Zeit ist etwas, das wir am vergangenen Wochenende mal wieder am eigenen Leib erfahren haben – bei der Umstellung auf die Sommerzeit, die uns eine Stunde vom wohlverdienten Wochenende gestohlen hat. Wer sich täglich – und das seit nunmehr 125 Jahren – mit Zeit und ihrer genauen Messung beschäftigt, ist die Physikalisch-Technische Bundesanstalt (PTB). Als am 28. März 1887 der erste Etat der Physikalisch-Technischen Reichsanstalt (PTR), der Vorgängerin der PTB, bewilligt wurde, war dies die Geburtsstunde der ersten staatlichen, außeruniversitären Großforschungseinrichtung und der Beginn einer messtechnischen Erfolgsgeschichte, die noch längst nicht zu Ende erzählt ist.

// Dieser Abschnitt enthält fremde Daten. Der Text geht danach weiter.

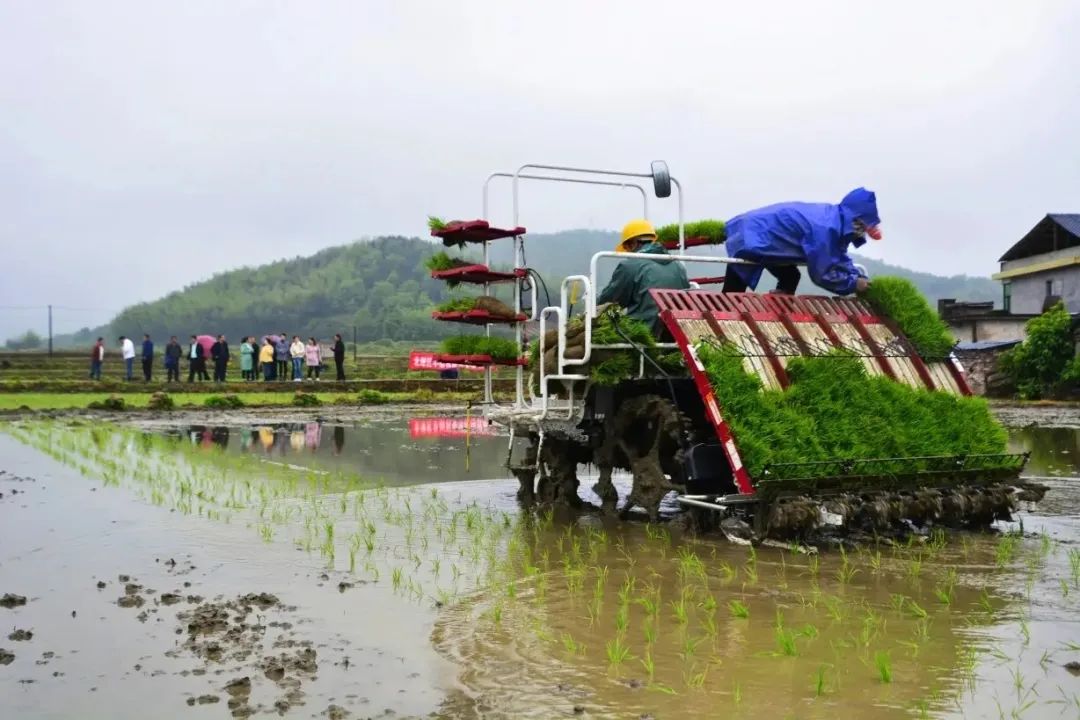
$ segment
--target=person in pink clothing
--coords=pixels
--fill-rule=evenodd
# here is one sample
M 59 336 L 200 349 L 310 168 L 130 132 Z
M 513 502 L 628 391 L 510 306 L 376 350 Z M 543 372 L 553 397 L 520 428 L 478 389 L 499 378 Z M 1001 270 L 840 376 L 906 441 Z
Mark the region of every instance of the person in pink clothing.
M 322 349 L 315 338 L 308 338 L 307 345 L 304 346 L 304 362 L 307 364 L 308 380 L 311 379 L 311 374 L 315 373 L 317 382 L 319 371 L 322 370 Z

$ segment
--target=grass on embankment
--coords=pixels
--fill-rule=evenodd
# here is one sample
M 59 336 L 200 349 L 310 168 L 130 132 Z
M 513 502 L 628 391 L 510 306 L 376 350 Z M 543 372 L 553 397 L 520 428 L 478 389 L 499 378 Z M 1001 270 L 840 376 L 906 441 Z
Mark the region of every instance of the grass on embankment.
M 306 390 L 306 388 L 305 388 Z M 469 400 L 477 400 L 477 394 L 457 392 L 388 392 L 380 393 L 380 402 L 364 402 L 355 393 L 342 394 L 335 392 L 311 393 L 319 398 L 322 405 L 378 405 L 378 404 L 406 404 L 406 403 L 465 403 Z M 131 409 L 147 407 L 151 393 L 124 393 L 124 404 Z M 233 393 L 239 398 L 245 407 L 293 407 L 293 394 L 283 392 L 266 393 Z M 0 411 L 19 410 L 27 407 L 31 410 L 79 410 L 85 409 L 91 402 L 102 401 L 109 397 L 109 393 L 11 393 L 0 394 Z M 176 403 L 176 410 L 203 410 L 209 409 L 205 405 L 206 399 L 212 397 L 209 393 L 170 393 L 169 397 Z M 187 407 L 190 404 L 190 407 Z

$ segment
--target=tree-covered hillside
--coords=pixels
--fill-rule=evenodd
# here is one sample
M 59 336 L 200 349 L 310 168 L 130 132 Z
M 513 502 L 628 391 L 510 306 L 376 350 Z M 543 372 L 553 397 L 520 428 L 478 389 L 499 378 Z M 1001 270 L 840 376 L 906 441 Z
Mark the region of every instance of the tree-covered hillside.
M 292 260 L 220 273 L 153 302 L 125 309 L 110 335 L 225 333 L 232 339 L 285 331 L 327 339 L 437 337 L 431 307 L 447 297 L 423 260 L 434 246 L 385 237 Z
M 615 233 L 590 230 L 533 234 L 528 239 L 526 260 L 545 277 L 551 300 L 557 303 L 560 279 L 568 274 L 587 274 L 592 254 L 613 249 L 616 239 Z M 441 244 L 427 239 L 384 237 L 328 248 L 310 257 L 230 270 L 159 300 L 129 307 L 108 326 L 84 330 L 68 336 L 68 343 L 58 344 L 74 341 L 88 345 L 98 334 L 111 339 L 121 334 L 138 337 L 143 332 L 158 340 L 169 335 L 220 332 L 236 340 L 281 330 L 322 339 L 340 332 L 351 339 L 354 325 L 361 341 L 437 339 L 460 332 L 462 326 L 434 322 L 432 307 L 453 293 L 475 292 L 465 287 L 448 291 L 442 282 L 431 279 L 424 259 L 441 249 Z M 476 249 L 470 252 L 471 257 L 477 256 Z M 492 245 L 493 264 L 507 265 L 511 258 L 509 241 Z M 943 297 L 990 300 L 1000 293 L 999 286 L 986 278 L 940 277 L 866 258 L 859 262 L 871 278 L 910 278 L 931 302 Z M 600 266 L 601 284 L 613 267 L 613 261 Z M 722 268 L 690 268 L 691 277 L 714 274 L 722 274 Z M 763 281 L 759 290 L 769 287 Z M 801 289 L 813 292 L 805 278 Z M 508 292 L 507 286 L 501 286 L 498 294 L 508 301 Z M 541 291 L 541 304 L 546 304 L 545 300 Z

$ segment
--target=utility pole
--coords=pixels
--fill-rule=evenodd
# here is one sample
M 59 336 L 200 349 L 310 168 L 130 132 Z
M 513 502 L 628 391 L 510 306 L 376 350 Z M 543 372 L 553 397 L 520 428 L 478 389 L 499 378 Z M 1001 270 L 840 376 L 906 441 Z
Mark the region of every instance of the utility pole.
M 356 364 L 356 326 L 352 326 L 352 361 Z
M 49 306 L 49 357 L 52 357 L 52 305 Z

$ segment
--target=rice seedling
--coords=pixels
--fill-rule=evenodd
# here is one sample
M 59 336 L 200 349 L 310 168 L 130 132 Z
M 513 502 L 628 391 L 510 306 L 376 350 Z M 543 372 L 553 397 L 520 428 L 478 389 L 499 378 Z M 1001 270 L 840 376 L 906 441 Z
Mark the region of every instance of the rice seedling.
M 584 655 L 585 646 L 574 639 L 574 636 L 568 632 L 564 632 L 560 637 L 562 640 L 563 650 L 567 655 Z
M 630 659 L 630 647 L 623 642 L 621 635 L 608 640 L 604 650 L 607 653 L 608 666 L 611 668 L 617 668 Z
M 688 690 L 700 690 L 705 686 L 705 678 L 709 674 L 709 666 L 706 665 L 705 669 L 701 672 L 694 672 L 691 668 L 689 671 L 683 674 L 683 682 L 686 684 Z
M 685 584 L 690 581 L 691 578 L 701 578 L 705 580 L 705 564 L 701 562 L 701 558 L 691 550 L 688 546 L 684 545 L 679 548 L 678 555 L 678 575 L 679 579 Z
M 826 693 L 826 672 L 827 669 L 824 665 L 818 665 L 817 671 L 814 673 L 814 697 L 821 697 Z
M 645 644 L 650 647 L 655 645 L 657 637 L 656 622 L 653 620 L 646 620 L 642 631 L 645 634 Z
M 1080 587 L 1080 549 L 1069 550 L 1069 571 L 1072 573 L 1073 587 Z
M 825 602 L 825 614 L 835 623 L 844 621 L 844 603 L 835 595 L 823 598 Z
M 923 558 L 922 555 L 916 554 L 908 559 L 907 576 L 912 582 L 918 580 L 922 576 Z
M 934 588 L 934 597 L 942 605 L 952 605 L 954 590 L 956 588 L 956 569 L 949 568 L 941 583 Z
M 898 614 L 904 612 L 904 606 L 907 604 L 907 595 L 901 595 L 899 593 L 892 593 L 889 595 L 889 605 Z
M 634 593 L 634 586 L 637 583 L 637 578 L 633 575 L 627 575 L 623 580 L 622 586 L 619 588 L 619 607 L 628 607 L 630 605 L 630 596 Z
M 259 535 L 262 537 L 263 542 L 269 543 L 274 541 L 274 528 L 272 525 L 262 524 L 259 526 Z
M 750 618 L 750 608 L 738 600 L 730 600 L 728 602 L 728 611 L 733 618 L 738 618 L 740 620 L 747 620 Z
M 881 616 L 867 608 L 859 630 L 859 644 L 864 648 L 870 647 L 870 643 L 877 637 L 882 624 Z
M 1013 558 L 1016 557 L 1017 548 L 1020 545 L 1020 536 L 1015 533 L 1004 533 L 998 538 L 997 548 L 995 551 L 995 560 L 998 567 L 1006 567 L 1010 565 Z
M 777 625 L 773 631 L 776 638 L 776 647 L 781 655 L 786 657 L 796 657 L 799 654 L 798 645 L 795 643 L 795 633 L 791 630 Z
M 694 656 L 697 654 L 698 645 L 704 642 L 704 640 L 705 638 L 703 637 L 694 639 L 689 635 L 683 636 L 682 648 L 679 650 L 679 657 L 682 658 L 683 662 L 689 663 L 694 659 Z
M 1028 627 L 1027 618 L 1023 615 L 1020 616 L 1018 623 L 1020 625 L 1020 636 L 1024 638 L 1024 647 L 1027 647 L 1031 644 L 1031 628 Z
M 870 377 L 858 357 L 794 358 L 787 368 L 791 384 L 780 391 L 765 390 L 747 373 L 735 346 L 701 344 L 696 351 L 710 383 L 723 388 L 724 417 L 751 476 L 770 463 L 1006 449 L 1006 434 L 983 399 Z
M 671 614 L 675 618 L 675 622 L 679 625 L 686 625 L 689 621 L 689 614 L 686 607 L 686 595 L 680 595 L 677 600 L 672 600 L 669 604 L 671 605 Z
M 639 659 L 641 667 L 645 670 L 645 676 L 651 683 L 656 678 L 656 663 L 653 662 L 652 652 L 645 650 L 645 654 Z
M 856 573 L 858 573 L 858 572 L 859 572 L 858 568 L 856 568 L 851 563 L 850 558 L 848 558 L 847 552 L 844 550 L 844 546 L 841 545 L 840 546 L 840 567 L 836 571 L 836 579 L 840 582 L 841 585 L 847 585 L 848 583 L 851 582 L 851 580 L 855 577 Z
M 910 280 L 875 277 L 865 297 L 896 322 L 923 357 L 945 358 L 952 352 L 952 332 Z
M 878 650 L 874 653 L 874 667 L 877 669 L 878 680 L 883 683 L 892 682 L 892 659 L 889 657 L 889 653 L 884 650 Z
M 915 630 L 913 633 L 915 642 L 924 643 L 930 639 L 930 619 L 921 618 L 915 623 Z
M 698 220 L 683 224 L 683 237 L 706 238 L 715 245 L 724 242 L 727 237 L 727 230 L 723 220 Z M 661 243 L 678 243 L 678 224 L 661 225 L 656 228 L 656 239 Z
M 735 707 L 742 705 L 742 686 L 739 685 L 739 681 L 735 681 L 735 685 L 731 689 L 731 700 L 735 703 Z
M 628 605 L 620 605 L 615 611 L 615 631 L 620 635 L 630 627 L 630 608 Z

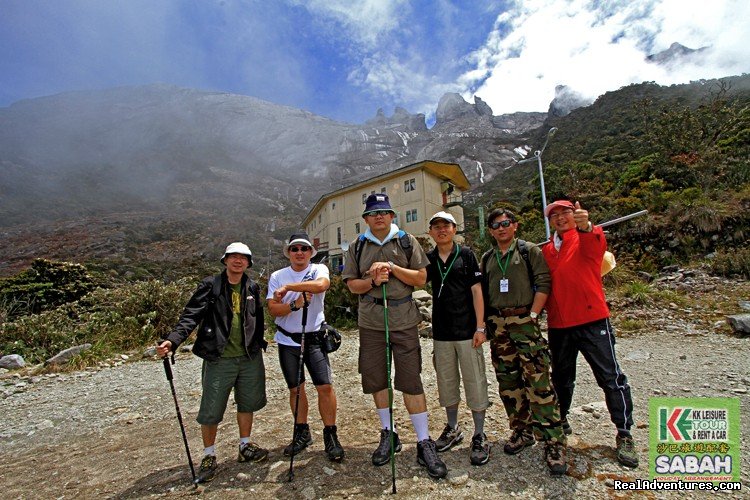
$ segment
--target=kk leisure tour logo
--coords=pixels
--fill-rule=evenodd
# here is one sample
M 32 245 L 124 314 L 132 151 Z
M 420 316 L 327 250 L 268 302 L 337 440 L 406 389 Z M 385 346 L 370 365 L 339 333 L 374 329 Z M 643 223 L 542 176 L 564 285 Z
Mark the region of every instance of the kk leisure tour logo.
M 661 481 L 740 480 L 740 400 L 651 398 L 649 472 Z

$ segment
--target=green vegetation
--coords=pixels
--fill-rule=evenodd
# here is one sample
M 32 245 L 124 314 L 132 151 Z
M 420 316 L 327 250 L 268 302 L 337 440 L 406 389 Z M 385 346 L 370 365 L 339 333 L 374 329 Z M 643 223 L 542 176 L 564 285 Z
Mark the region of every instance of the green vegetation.
M 749 81 L 631 85 L 551 118 L 534 139 L 541 144 L 549 127 L 558 127 L 544 156 L 548 201 L 579 200 L 594 221 L 648 209 L 648 217 L 610 228 L 615 254 L 632 257 L 638 270 L 695 262 L 712 252 L 740 251 L 742 261 L 750 227 Z M 544 221 L 539 180 L 529 179 L 530 172 L 525 181 L 518 172 L 498 176 L 478 203 L 488 210 L 503 203 L 496 193 L 525 193 L 505 203 L 516 206 L 522 234 L 535 241 L 531 236 L 543 237 Z M 467 210 L 472 213 L 475 207 Z M 718 258 L 713 269 L 750 276 L 744 262 Z

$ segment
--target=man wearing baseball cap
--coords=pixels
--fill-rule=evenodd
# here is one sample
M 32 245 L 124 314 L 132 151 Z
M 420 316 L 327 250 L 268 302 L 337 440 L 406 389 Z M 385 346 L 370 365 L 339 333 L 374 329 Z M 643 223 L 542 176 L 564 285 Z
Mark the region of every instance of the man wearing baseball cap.
M 547 205 L 544 215 L 555 228 L 542 253 L 552 277 L 547 324 L 552 383 L 560 401 L 563 425 L 570 433 L 567 415 L 580 351 L 604 391 L 610 418 L 617 427 L 617 460 L 626 467 L 638 467 L 630 434 L 633 399 L 628 379 L 615 357 L 615 334 L 602 286 L 602 259 L 607 250 L 604 231 L 591 224 L 589 213 L 579 202 L 555 201 Z
M 456 219 L 448 212 L 430 218 L 435 248 L 427 253 L 427 277 L 432 283 L 432 360 L 437 375 L 440 406 L 448 423 L 435 442 L 437 451 L 448 451 L 463 440 L 458 424 L 463 378 L 466 405 L 474 421 L 469 461 L 484 465 L 490 460 L 490 443 L 484 417 L 490 400 L 484 364 L 484 302 L 482 273 L 471 248 L 454 241 Z
M 275 318 L 276 343 L 279 346 L 279 364 L 289 388 L 289 405 L 292 415 L 299 401 L 297 421 L 292 442 L 284 449 L 284 455 L 296 455 L 312 444 L 312 434 L 307 423 L 308 403 L 305 392 L 304 369 L 300 376 L 300 342 L 305 331 L 304 365 L 318 393 L 318 410 L 323 420 L 323 445 L 326 456 L 333 462 L 344 459 L 344 449 L 339 443 L 336 430 L 336 393 L 333 390 L 333 371 L 328 354 L 320 345 L 320 331 L 325 322 L 323 311 L 326 290 L 331 286 L 328 267 L 313 264 L 311 259 L 318 251 L 305 232 L 297 232 L 284 247 L 284 256 L 291 265 L 274 271 L 268 280 L 268 311 Z M 303 325 L 304 308 L 307 321 Z M 299 398 L 297 398 L 299 390 Z
M 211 481 L 217 469 L 216 433 L 224 418 L 229 394 L 234 389 L 237 425 L 240 431 L 240 462 L 260 462 L 268 450 L 250 441 L 253 414 L 266 405 L 266 371 L 263 353 L 263 305 L 258 284 L 245 274 L 253 254 L 244 243 L 227 246 L 221 274 L 198 285 L 177 325 L 157 347 L 166 357 L 198 328 L 193 354 L 203 358 L 201 424 L 204 456 L 196 481 Z

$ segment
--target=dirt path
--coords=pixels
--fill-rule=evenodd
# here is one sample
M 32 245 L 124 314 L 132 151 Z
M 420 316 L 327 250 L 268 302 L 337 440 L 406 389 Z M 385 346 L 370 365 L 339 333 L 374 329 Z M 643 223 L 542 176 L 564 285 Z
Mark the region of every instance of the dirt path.
M 675 321 L 675 316 L 680 318 Z M 397 487 L 405 498 L 622 497 L 612 490 L 614 479 L 648 478 L 648 398 L 658 395 L 739 397 L 742 407 L 743 491 L 726 498 L 747 498 L 750 481 L 750 339 L 717 333 L 705 321 L 674 312 L 649 314 L 648 334 L 618 339 L 618 357 L 630 379 L 635 399 L 634 429 L 641 467 L 635 471 L 614 459 L 614 432 L 603 407 L 601 390 L 587 365 L 579 359 L 578 381 L 571 414 L 569 475 L 552 479 L 535 446 L 519 456 L 502 452 L 509 434 L 507 418 L 491 381 L 493 406 L 486 430 L 494 444 L 483 467 L 468 461 L 467 440 L 446 454 L 447 480 L 430 480 L 416 464 L 414 434 L 397 397 L 395 417 L 404 440 L 397 456 Z M 424 381 L 437 437 L 444 412 L 437 406 L 431 365 L 431 342 L 422 341 Z M 487 346 L 485 346 L 487 347 Z M 339 435 L 347 457 L 328 462 L 322 451 L 322 424 L 311 418 L 315 443 L 295 460 L 296 479 L 284 481 L 289 462 L 281 450 L 291 437 L 287 390 L 278 368 L 275 346 L 265 356 L 268 406 L 256 415 L 253 439 L 271 450 L 263 464 L 239 464 L 233 408 L 219 431 L 220 473 L 204 493 L 213 498 L 377 497 L 390 493 L 390 467 L 375 468 L 370 454 L 377 445 L 378 422 L 372 401 L 361 393 L 356 369 L 357 342 L 353 333 L 333 355 L 338 394 Z M 487 358 L 489 355 L 487 353 Z M 190 447 L 195 460 L 201 443 L 195 416 L 199 403 L 199 360 L 181 354 L 175 377 Z M 3 415 L 0 430 L 0 492 L 4 498 L 136 498 L 193 494 L 169 385 L 156 360 L 126 362 L 99 371 L 25 378 L 6 374 L 0 390 Z M 314 396 L 311 399 L 314 400 Z M 312 403 L 314 406 L 314 403 Z M 471 426 L 462 406 L 460 422 Z M 197 463 L 196 463 L 197 467 Z M 740 494 L 741 493 L 741 494 Z M 632 494 L 630 495 L 632 496 Z M 654 495 L 644 495 L 653 498 Z M 680 494 L 680 497 L 691 495 Z M 656 495 L 660 497 L 660 495 Z M 676 498 L 677 495 L 672 497 Z M 698 496 L 694 496 L 698 498 Z

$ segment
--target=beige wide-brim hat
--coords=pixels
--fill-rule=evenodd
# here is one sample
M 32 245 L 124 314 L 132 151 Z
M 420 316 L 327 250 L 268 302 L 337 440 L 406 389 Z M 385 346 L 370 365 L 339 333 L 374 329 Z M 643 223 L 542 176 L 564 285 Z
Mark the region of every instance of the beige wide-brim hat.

Der Begriff der Genauigkeit hat die PTB von Beginn an begleitet und ist bis heute ihr herausragendes Markenzeichen. Wer an die heutige PTB denkt, dem fällt vermutlich als erstes die „Zeit“ ein, die sich so genau messen lässt wie nichts anderes in der Welt. Genauigkeit ist heutzutage auf allen Ebenen gefragt, um die Entwicklungen in die gewünschten Richtungen zu treiben: ob im industriellen Fertigungsprozess oder für die diagnostischen Methoden der Medizin, ob in der chemischen Analytik oder in der wissenschaftlichen Grundlagenforschung. Die Metrologie, die Wissenschaft des genauen Messens, ist auf all diesen Ebenen und Disziplinen und weit darüber hinaus gefragt.
Aus Anlass des 125. Jubiläums fand am 27. März 2012 in Braunschweig ein wissenschaftliches Symposium zum Thema „Metrology, the Universe and Everything“ statt, zu dem Wissenschaftler aus der ganzen Welt angereist waren. Das Symposium spannte einen Bogen von der wachsenden Bedeutung der Naturkonstanten für die Definition der physikalischen Basiseinheiten bis hin zu konkreten Anwendungen der Metrologie in unserer Alltagswelt.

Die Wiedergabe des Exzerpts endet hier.